All you need to know about betting exchanges
A betting exchange is an online platform where gamblers can directly place bets against each other and set odds themselves as opposed to against a traditional bookmaker. Such exchanges give punters and bettors more control over their bets and eradicate any role played by bookmakers.
A revolutionary gambling concept that can be traced back to the start of the 21st century, betting exchanges are essentially a people-to-people exchange facility that allows punters to connect and make offers to each other that are based on crowds and punters’ wisdom rather than being predetermined by bookmakers.
Such platforms enable the maximization of profits for punters and understandably upsets bookmakers since they don’t get their piece of the pie which they would via the traditional bookmaker methods of betting. As far as the platform is concerned, it generally charges an industry-low commission on the net market profit.

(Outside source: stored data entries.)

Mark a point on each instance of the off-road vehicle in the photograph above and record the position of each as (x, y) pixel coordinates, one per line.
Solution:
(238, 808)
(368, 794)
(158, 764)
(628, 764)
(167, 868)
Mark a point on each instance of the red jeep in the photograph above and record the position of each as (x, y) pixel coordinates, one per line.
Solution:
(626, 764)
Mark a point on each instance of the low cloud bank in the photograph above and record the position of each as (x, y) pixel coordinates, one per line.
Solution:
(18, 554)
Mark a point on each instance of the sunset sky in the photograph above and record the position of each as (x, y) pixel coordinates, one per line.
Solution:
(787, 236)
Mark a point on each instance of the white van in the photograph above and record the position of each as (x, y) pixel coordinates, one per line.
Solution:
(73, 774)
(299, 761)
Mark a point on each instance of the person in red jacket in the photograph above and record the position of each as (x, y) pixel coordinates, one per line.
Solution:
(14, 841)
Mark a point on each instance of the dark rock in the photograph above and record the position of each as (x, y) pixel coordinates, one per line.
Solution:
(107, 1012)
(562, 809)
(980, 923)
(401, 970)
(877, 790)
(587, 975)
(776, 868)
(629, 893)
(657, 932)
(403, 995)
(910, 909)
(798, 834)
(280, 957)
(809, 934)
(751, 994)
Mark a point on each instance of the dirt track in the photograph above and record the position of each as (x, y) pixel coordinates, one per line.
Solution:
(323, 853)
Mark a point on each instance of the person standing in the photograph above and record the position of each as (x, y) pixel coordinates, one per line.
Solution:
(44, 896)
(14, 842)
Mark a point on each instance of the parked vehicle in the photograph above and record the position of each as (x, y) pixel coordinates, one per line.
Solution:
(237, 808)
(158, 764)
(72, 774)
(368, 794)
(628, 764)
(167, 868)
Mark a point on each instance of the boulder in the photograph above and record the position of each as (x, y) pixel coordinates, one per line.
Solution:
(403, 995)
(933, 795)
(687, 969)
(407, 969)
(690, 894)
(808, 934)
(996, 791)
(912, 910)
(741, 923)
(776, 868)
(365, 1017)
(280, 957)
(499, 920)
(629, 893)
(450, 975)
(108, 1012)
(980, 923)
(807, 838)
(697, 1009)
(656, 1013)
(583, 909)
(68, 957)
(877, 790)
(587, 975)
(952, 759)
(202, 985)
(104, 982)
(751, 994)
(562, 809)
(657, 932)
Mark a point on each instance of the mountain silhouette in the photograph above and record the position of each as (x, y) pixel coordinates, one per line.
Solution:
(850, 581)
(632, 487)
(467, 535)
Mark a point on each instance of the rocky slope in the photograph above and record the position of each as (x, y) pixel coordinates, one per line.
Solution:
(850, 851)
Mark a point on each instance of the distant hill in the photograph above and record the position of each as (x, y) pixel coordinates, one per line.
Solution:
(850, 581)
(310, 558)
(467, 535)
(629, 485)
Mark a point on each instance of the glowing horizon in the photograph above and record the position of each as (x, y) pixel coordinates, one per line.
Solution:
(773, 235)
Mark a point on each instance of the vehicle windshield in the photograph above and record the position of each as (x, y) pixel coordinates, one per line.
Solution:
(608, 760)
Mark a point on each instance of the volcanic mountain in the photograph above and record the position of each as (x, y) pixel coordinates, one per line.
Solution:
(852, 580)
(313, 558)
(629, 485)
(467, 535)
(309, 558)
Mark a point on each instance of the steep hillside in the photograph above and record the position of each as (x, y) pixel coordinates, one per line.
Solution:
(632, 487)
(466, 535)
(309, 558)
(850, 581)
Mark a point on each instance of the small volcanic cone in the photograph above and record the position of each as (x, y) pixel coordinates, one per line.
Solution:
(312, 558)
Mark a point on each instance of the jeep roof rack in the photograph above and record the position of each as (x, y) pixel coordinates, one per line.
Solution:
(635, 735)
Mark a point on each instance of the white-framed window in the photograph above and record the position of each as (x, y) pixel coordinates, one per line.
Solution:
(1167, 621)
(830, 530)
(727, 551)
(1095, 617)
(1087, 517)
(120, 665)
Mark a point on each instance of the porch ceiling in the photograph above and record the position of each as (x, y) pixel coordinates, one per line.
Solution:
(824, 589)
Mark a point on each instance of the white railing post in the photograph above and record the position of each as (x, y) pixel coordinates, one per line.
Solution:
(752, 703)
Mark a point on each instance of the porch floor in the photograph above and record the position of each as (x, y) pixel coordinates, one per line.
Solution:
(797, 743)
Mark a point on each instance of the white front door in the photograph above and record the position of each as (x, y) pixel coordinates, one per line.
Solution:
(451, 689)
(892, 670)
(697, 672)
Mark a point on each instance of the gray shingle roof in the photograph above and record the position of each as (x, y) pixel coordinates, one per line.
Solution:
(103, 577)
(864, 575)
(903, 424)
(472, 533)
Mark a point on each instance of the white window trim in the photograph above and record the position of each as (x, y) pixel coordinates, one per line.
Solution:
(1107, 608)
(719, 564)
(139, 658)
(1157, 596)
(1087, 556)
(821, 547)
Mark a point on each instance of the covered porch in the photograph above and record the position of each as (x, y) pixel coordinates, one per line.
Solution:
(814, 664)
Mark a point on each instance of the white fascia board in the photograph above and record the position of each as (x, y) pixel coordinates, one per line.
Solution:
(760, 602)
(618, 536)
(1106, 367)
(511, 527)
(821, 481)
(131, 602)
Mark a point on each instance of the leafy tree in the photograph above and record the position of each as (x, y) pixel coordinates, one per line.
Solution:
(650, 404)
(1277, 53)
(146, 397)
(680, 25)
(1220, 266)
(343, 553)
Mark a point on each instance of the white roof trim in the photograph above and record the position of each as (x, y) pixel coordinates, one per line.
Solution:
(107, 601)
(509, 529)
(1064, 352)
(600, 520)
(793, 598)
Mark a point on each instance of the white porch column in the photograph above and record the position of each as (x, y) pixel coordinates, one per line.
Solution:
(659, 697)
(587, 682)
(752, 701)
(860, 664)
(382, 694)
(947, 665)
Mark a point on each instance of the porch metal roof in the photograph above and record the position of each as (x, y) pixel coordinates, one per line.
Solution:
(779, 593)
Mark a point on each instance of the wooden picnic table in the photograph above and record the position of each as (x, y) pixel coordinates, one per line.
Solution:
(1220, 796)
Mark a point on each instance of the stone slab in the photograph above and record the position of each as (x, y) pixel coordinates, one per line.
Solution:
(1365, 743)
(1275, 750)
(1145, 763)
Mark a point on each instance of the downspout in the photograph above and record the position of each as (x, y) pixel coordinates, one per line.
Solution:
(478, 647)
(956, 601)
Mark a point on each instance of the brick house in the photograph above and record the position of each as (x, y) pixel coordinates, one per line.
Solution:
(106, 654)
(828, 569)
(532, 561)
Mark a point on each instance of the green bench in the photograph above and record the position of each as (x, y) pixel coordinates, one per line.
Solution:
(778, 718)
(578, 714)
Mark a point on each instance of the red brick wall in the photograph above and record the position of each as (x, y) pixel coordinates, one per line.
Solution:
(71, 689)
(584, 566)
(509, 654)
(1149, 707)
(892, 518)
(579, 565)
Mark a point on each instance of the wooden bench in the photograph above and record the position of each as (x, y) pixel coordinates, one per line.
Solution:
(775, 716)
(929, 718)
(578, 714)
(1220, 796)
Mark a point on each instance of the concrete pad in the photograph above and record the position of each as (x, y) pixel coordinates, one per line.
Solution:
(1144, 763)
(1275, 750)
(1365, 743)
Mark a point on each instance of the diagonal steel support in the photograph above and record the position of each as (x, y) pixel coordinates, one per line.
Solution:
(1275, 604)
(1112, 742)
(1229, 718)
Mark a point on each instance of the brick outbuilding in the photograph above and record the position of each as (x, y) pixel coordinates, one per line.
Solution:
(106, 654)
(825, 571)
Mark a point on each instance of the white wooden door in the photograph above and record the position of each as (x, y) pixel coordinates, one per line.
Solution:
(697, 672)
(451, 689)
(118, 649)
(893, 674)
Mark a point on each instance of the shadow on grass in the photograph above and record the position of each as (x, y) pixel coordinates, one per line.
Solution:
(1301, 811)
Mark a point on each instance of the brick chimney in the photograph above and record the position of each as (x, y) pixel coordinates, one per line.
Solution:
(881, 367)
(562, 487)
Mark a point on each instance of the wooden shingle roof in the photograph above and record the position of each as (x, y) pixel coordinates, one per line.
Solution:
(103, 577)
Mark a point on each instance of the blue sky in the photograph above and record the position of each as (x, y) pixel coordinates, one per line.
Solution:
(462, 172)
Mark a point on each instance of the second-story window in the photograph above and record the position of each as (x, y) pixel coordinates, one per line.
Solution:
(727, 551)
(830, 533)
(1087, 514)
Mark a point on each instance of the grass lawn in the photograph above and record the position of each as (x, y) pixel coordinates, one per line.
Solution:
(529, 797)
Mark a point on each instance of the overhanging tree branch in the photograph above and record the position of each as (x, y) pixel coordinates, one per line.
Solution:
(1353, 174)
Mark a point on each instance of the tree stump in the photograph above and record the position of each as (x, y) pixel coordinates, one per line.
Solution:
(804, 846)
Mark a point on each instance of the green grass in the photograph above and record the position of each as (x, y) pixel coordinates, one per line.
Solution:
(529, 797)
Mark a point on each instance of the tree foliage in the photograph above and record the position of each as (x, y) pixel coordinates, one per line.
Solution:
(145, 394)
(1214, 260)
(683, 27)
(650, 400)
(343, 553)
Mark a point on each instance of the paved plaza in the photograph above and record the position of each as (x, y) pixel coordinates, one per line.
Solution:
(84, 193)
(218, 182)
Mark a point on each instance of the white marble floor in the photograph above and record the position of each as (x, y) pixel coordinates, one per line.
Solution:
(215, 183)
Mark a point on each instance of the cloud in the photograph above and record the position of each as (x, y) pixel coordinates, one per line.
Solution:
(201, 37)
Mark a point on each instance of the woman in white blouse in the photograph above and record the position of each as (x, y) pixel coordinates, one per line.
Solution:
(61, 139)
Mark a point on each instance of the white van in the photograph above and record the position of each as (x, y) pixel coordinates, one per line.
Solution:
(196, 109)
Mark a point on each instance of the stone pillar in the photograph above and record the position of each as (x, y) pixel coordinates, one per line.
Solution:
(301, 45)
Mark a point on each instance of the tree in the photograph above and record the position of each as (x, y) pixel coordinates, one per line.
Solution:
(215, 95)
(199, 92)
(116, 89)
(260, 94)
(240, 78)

As already mentioned, betting exchanges are based on a peer-to-peer principle that allows punters to have equal chances of success and create their own markets. The nature of such an exchange betting facility invariably makes it more transparent and fair, offering better winning opportunities with no limits, unlike the traditional bookmakers’ route.
Which was the first betting exchange?
Flutter.com was the first betting exchange to capture punters’ imaginations and push conventional boundaries. It was founded in 2000, with a first office in London with the website going live in May shortly before Betfair was launched.
Although an online start-up, Flutter pioneered the person-to-person betting model approach, where users took the place of bookmakers to lay down odds in what was at the time a never-before-seen experiment prior to the turn of the millennia.
The odds were taken up by other users, with the hosting company taking a commission on the winnings. Flutter would offer odds in fractional form as opposed to its rival betting exchange Betfair - who followed the decimal odds system.
After deciding to outsource its system to Hanston, an Oracle database support and consulting firm, Flutter’s website grew to be quick, easy and intuitive. However, come Christmas 2001, Flutter merged with Betfair before going on to become the leading betting exchange marketplace.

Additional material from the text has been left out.